Using normal coordinates at $x_0$, we should have that

\begin{eqnarray*} I & =& \int_{(exp_{x_0}(B_{0}(R))} \rho(x_0,x)^{2-n} dV_g. \\ & \leq & C_g \int_0^{R} \rho^{2-n} \rho^{n-1} (1 + O(\rho^2)) d\rho \\ \end{eqnarray*}

I really need to get that last inequality but I am very unsure about it. I think it should be true, at least for small enough $R$ (hopefully for $R$ smaller than the $\epsilon$ defined in question 1.

Is that possible?
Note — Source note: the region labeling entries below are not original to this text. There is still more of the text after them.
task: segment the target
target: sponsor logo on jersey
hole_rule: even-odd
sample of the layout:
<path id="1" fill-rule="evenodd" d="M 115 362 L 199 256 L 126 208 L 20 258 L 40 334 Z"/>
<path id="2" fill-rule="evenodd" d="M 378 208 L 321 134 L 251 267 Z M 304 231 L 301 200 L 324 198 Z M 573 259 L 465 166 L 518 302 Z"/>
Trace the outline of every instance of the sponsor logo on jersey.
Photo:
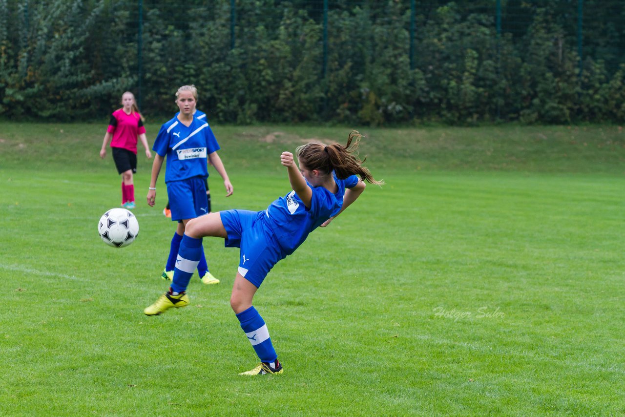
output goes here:
<path id="1" fill-rule="evenodd" d="M 181 161 L 184 159 L 192 159 L 196 158 L 206 158 L 206 148 L 189 148 L 186 149 L 177 149 L 178 159 Z"/>
<path id="2" fill-rule="evenodd" d="M 295 213 L 295 211 L 298 209 L 299 207 L 299 203 L 295 201 L 293 198 L 293 196 L 295 195 L 295 191 L 291 191 L 286 196 L 286 207 L 289 209 L 289 213 L 291 214 Z"/>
Any feedback would be appreciated.

Answer 1

The answer to both questions is 'yes'.

To see this, just consider the exponential map $\exp:TM\to M$ and look at the pullback of the Riemannian volume form $dV$, say $\Omega = \exp^*(dV)$ on $TM$. By the usual expansion in normal coordinates, there will be a smooth function $\phi$ on $TM$ that vanishes to order $2$ along the zero section such that, for each $x\in M$, the pullback of $\Omega$ to $T_xM$, say $\iota_x^*\Omega$ satisfies $\iota_x^*\Omega = (1+\iota_x^*\phi) dV_x$ where $dV_x$ is the ordinary Euclidean volume form on $T_xM$ (considered as a Euclidean vector space). This immediately proves what you want, since you can now use compactness to show that, when $\epsilon$ is sufficiently small, one has $|\phi(v)|\le C|v|^2$ for some constant $C>0$ and all $v\in TM$ with $|v|\le \epsilon$.